Das Krankheitsbild bei Kwashiorkor zeigt einen charakteristischen Hungerbauch, der durch Wassereinlagerungen und eine vergrößerte Leber verursacht wird. Darüber hinaus treten Hautveränderungen und oft auch eine Entfärbung der Haare auf. Fotos dieser Kinder, deren „gesichter bereits greisenhafte zuege tragen“ – so die APA in einer Meldung vom 26. Juli 1968 – gingen um die Welt.

Diese Bilder entfalteten eine enorme Wirkung und rüttelten die Menschen auf. Die Spendenbereitschaft war enorm. Durch die Errichtung einer Luftbrücke kirchlicher Hilfsorganisationen im August 1968 konnte das Massensterben letztendlich gestoppt werden, die Todesrate sank auf rund 300 Menschen pro Tag.

Mit dem Einmarsch der Warschauer-Pakt-Staaten in die ČSSR am 21. August 1968 verschwand Biafra über Nacht aus den Schlagzeilen. Bis zum Kriegsende Anfang 1970 konnte die hohe mediale Resonanz des Sommers 1968 nicht wieder erreicht werden.

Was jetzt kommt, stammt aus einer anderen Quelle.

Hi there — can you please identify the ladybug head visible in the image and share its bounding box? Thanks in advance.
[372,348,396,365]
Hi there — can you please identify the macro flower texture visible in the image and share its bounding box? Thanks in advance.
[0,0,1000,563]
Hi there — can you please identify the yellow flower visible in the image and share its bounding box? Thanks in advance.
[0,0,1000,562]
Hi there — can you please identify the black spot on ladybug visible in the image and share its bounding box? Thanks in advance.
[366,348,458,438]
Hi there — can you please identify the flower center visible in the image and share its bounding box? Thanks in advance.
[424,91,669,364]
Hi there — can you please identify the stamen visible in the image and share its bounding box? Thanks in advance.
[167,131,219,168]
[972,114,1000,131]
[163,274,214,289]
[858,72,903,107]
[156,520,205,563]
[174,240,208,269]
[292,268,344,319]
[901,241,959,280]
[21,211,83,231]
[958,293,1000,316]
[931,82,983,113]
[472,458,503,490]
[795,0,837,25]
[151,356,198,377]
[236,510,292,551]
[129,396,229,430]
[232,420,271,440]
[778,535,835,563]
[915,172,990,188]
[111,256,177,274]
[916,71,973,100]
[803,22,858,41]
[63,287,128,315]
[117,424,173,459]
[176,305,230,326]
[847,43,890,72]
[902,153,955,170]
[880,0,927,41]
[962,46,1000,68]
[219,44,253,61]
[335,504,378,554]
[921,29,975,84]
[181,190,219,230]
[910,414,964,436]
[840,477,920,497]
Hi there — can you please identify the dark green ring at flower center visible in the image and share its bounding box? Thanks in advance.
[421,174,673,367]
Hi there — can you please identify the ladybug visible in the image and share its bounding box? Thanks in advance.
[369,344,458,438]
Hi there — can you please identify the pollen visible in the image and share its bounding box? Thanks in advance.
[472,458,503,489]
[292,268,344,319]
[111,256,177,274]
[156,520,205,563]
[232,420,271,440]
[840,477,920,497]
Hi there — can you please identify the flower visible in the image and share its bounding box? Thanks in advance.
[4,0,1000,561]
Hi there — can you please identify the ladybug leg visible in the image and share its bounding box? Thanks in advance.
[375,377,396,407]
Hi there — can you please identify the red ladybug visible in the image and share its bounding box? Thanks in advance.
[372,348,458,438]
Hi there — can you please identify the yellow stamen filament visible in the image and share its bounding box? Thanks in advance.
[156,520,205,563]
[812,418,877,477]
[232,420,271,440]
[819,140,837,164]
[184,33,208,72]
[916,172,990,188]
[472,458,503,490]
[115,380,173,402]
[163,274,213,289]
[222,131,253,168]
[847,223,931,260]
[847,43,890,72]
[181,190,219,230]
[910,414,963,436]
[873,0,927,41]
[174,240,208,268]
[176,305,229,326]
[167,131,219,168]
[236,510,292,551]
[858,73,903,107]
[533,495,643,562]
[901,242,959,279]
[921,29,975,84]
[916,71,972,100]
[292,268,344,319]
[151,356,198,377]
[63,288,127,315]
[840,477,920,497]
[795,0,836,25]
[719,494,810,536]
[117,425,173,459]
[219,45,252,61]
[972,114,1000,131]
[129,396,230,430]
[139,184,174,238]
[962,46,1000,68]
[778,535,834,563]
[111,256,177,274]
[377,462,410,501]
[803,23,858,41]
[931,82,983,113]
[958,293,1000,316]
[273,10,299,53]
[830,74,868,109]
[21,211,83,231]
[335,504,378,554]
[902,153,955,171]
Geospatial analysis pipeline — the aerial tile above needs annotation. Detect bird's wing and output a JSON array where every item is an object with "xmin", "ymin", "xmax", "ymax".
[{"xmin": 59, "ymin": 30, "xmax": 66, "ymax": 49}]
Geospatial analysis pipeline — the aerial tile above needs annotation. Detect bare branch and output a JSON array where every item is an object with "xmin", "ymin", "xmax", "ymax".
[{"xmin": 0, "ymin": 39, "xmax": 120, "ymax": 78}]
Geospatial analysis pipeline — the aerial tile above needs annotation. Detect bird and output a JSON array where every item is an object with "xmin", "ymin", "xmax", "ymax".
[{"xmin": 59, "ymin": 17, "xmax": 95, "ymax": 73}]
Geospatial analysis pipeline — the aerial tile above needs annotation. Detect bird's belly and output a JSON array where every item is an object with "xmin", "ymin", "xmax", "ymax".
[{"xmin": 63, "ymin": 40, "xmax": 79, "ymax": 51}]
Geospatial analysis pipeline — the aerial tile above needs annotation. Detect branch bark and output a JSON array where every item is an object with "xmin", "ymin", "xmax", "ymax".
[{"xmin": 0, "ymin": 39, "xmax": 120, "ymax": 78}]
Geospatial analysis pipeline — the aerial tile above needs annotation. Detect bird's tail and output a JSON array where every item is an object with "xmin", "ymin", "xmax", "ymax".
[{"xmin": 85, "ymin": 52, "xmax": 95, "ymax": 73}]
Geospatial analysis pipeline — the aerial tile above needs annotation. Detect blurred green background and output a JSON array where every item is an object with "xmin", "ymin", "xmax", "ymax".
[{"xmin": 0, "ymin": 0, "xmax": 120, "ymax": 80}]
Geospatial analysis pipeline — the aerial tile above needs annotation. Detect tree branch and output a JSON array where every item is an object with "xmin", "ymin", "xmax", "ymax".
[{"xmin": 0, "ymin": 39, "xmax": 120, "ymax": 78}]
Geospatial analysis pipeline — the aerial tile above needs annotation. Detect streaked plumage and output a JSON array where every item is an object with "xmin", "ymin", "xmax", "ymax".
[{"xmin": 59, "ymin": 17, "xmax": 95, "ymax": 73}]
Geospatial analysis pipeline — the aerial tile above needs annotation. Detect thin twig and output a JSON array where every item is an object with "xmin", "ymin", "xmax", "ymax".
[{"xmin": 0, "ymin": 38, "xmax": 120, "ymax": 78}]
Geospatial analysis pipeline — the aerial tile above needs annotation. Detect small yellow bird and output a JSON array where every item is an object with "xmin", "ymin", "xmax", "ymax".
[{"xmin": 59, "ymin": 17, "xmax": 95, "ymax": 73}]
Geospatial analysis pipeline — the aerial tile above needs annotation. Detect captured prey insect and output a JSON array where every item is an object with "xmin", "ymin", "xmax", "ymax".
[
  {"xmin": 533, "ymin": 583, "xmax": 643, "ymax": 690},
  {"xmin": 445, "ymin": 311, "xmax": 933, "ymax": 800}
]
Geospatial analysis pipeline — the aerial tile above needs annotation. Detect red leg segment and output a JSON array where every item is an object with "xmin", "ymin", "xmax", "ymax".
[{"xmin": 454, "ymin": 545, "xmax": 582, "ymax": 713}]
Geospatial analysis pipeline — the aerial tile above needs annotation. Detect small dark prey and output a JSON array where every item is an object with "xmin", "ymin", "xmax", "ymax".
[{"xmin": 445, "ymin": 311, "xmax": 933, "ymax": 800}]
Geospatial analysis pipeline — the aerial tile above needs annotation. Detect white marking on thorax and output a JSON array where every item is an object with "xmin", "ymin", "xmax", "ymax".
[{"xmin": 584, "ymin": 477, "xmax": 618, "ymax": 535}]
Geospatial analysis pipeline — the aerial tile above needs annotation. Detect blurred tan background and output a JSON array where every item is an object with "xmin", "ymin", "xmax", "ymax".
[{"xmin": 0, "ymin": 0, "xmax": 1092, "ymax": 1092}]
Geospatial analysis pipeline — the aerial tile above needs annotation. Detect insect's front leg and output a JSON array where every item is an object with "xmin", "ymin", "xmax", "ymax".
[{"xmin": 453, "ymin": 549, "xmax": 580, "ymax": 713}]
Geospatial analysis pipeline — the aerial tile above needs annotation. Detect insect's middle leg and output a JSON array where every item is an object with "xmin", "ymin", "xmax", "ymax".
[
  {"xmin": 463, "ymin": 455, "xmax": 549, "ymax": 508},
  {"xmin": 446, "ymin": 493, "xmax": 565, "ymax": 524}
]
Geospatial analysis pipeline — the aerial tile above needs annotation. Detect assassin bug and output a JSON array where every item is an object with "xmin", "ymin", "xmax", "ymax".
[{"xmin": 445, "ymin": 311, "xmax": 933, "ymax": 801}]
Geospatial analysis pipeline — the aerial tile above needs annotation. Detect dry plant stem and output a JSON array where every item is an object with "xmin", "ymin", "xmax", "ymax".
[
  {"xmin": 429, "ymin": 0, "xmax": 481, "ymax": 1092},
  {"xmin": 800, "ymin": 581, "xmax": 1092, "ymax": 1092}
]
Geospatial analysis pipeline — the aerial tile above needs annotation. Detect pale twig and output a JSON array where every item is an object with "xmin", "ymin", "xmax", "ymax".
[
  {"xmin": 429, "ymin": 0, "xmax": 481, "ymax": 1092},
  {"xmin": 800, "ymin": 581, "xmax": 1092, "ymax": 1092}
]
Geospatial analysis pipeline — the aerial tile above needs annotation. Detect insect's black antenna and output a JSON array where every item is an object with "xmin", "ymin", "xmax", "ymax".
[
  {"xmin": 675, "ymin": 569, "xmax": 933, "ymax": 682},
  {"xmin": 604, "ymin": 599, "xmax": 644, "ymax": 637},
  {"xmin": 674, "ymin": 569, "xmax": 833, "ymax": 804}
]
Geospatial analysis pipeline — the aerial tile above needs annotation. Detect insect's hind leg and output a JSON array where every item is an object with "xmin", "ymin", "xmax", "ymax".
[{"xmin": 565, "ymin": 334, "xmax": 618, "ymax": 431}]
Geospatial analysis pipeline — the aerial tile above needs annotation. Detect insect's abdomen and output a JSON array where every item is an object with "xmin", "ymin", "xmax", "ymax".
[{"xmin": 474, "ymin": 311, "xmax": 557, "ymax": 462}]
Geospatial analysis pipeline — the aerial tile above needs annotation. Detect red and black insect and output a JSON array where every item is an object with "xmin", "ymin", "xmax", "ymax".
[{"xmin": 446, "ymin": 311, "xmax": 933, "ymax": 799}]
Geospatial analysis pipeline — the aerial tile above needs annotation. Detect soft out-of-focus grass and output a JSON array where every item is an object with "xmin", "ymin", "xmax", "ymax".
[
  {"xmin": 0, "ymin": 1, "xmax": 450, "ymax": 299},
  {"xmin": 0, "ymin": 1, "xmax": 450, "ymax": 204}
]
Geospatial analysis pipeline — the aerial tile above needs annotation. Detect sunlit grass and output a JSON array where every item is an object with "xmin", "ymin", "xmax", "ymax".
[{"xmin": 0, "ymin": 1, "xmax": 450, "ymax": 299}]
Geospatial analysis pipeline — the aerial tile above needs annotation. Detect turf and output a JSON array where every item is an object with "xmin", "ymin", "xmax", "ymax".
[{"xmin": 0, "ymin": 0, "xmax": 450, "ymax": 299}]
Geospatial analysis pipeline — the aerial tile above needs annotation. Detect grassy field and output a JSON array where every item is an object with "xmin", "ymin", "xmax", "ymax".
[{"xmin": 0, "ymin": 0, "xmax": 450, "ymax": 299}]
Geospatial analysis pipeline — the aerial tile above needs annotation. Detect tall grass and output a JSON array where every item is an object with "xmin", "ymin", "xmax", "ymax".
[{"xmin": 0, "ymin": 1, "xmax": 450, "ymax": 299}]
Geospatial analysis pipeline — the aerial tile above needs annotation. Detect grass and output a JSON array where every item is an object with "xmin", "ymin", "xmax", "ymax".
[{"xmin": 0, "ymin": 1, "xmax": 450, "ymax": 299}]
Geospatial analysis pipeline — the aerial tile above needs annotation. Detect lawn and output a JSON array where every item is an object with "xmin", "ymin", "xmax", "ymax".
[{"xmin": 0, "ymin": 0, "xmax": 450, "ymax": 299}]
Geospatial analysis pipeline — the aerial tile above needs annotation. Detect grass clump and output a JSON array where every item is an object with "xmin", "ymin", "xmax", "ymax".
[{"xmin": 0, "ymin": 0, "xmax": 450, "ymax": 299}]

In den Köpfen der Zeitzeugen hatte sich aber Biafra als Synonym des Hungers in Afrika eingeprägt. Eine Wahrnehmung, die unser Bild von Afrika als Kontinent von Not und Elend bis heute prägt. (Ende)

Literatur

  • Becker, Jörg (2009): Kriegsmarketing. Wie PR-Agenturen Kriege verbereiten und begleiten. Berlin. Abgerufen von https://www.hintergrund.de/globales/kriege/kriegsmarketing/, Zugriff am 30. Mai 2017. 
  • Kunczik, Michael (2004): Die Privatisierung der Kriegspropaganda. In: Löffelholz, M. (Hg.), Krieg als Medienereignis II. Wiesbaden, S. 81-98. 
  • Sturmer, Martin (2013): Afrika! Plädoyer für eine differenzierte Berichterstattung. Konstanz.
  • Sturmer, Martin (2016): Von Lumumba bis Ebola. Standarderzählungen in der österreichischen Afrika-Berichterstattung (1960-2015). In: Medien und Zeit, Jahrgang 31, Heft 2/2016. Wien, S. 18-31. 
  • Zieser, Gernot (1970): Die Propagandastrategie „Biafras“ im nigerianischen Bürgerkrieg (1967 – 1970): eine Modell-Untersuchung zur interkulturellen Kommunikation zwischen Entwicklungs- und Industrieländern. Dissertation, Universität Salzburg.
  • Zieser, Gernot (1971): Die Propagandastrategie Biafras im nigerianischen Bürgerkrieg (1967-1970). In: Publizistik, 16 (2/1971), S. 181-193.